Il singolo “Scatolette” in uscita oggi e un tour per i locali italiani che partirà a fine mese dal New Age di Roncade: i Ministri sono tornati! Abbiamo parlato con Davide Autelitano – in arte Divi – cantante e bassista del trio milanese, che ci ha raccontato le sensazioni della band riguardo il ritorno sui palchi.

Ciao Divi, grazie di essere qui con noi su SpazioRock!

Ciao! Grazie a voi!

Nuova musica in uscita e un tour che sta finalmente per cominciare: cosa dobbiamo aspettarci da questo Numeri Tour?

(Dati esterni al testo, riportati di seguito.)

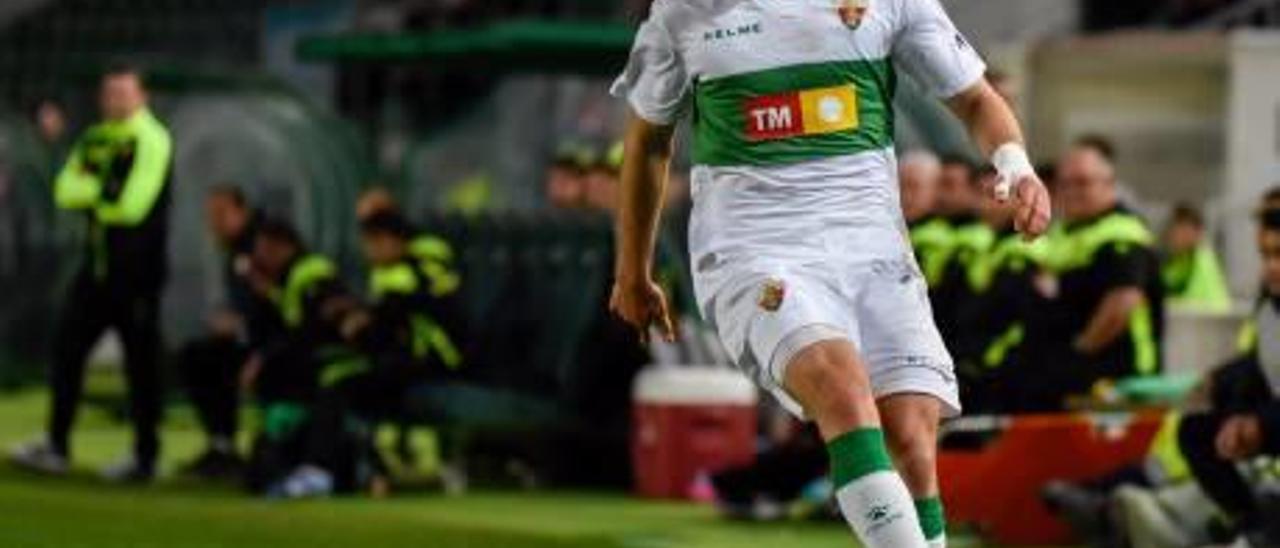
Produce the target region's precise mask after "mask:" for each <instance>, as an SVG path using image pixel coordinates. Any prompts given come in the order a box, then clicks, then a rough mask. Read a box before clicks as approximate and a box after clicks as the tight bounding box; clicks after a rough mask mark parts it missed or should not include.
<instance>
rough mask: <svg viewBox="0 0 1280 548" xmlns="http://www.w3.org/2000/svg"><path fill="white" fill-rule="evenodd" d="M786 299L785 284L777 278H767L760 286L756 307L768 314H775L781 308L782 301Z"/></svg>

Siamo felicissimi di tornare a suonare dal vivo e saranno concerti senza compromessi, totalmente rock e fatti per permettere alla gente di tornare nuovamente a stare vicina sotto ad un palco. Il pericoli più grandi ormai sono scemati, abbiamo riflettuto sul fatto di poter posticipare le date, ma la nostra decisione è ferma. Vogliamo suonare. Le ultime notizie dal mondo ancora non danno tregua ma a musica deve avere una funzione di alleggerimento ed evasione. Ripartiamo da questo.

Scorrendo il calendario delle date si può notare come siano stati scelti tutti club di dimensioni contenute. A cosa è dovuta la scelta?

Non è un tour promozionale, ma lo abbiamo voluto fortemente vicino alle realtà più “piccole” per fare le cose partendo da un punto genuino. Una scelta che certamente stata anche politica: vedendo quei locali, che sono state le nostre Chiese, in situazioni drammatiche è estremamente simbolico tornarci per farli rivivere appieno.

Un ritorno alle origini che in molti hanno riscontrato anche nelle ultime produzioni musicali.

Abbiamo il cuore in pace riguardo a quello che la gente vorrebbe o non vorrebbe che fossimo. Noi facciamo la nostra musica, la musica dei Ministri e vogliamo tenere la barra dritta. Vogliamo essere liberi di ribadire alcune scelte che, forse per alcuni ed anche per noi, sono state contestabili: chi se ne frega.

Scelte indipendenti che forse un giovane artista ora non farebbe?

La nuova generazione di artisti ha un modo molto diverso di approcciarsi alla musica. Vivono in un contesto più solitario. L’home recording ha reso la figura del musicista molto più eremitica, anche se con una visione d’insieme che forse noi in gioventù non avevamo. Quel che è sicuro è che sia diverso, non migliore o peggiore: diverso. Noi vivevamo la sala prove come un centro di socialità, che si frequentava anche se non si doveva suonarci quella sera. Focalizzati sul nostro strumento e sul dover condividere i nostri progressi con i compagni di band. Ecco, forse c’era più pancia nel condividere tutto questo, ora la solitudine di un giovane musicista lo porta più spesso a doversi affidare a delle guide che cercano più il successo economico che quello artistico. Va così, senza alcuna intenzione di vedere delle ostilità tra la nostra e la loro generazione.

Il tempo passa e le generazioni prendono ognuna il proprio posto…

Certamente, noi ormai ci rendiamo conto di essere dei dinosauri! (ride, ndr) Ma ci sono ancora tante band che hanno voglia di spaccare il palco assieme. Non vediamo l’ora di sentire i gruppi emergenti che apriranno le date del nostro tour: sono la nostra porta per il locale ed il luogo in cui ci troviamo. I nostri nuovi lavori parlano di musica in crisi e vogliamo, anzi, dobbiamo fare qualcosa noi per primi per aiutarla. Per le band in apertura può essere un importante possibilità quella di fare da spalla ad un concerto dei Ministri, come per noi è un’opportunità conoscere la gente che quotidianamente vive quei luoghi e attira tante nuove facce verso i nostri spettacoli.

Il mondo dei live ha bisogno di tornare a condividere sensazioni sia sopra che sotto il palco. Come sarà il pubblico di questo Numeri Tour?

Un concerto ha sempre due metà che lavorano all’unisono per un risultato finale. Una metà siamo noi sul palco a suonare le nostre canzoni, l’altra metà di uguale importanza è formata dalla gente che canta con noi e che vive la foga che un live deve avere. Fare concerti è una festa, ma una festa da soli che divertimento sarebbe?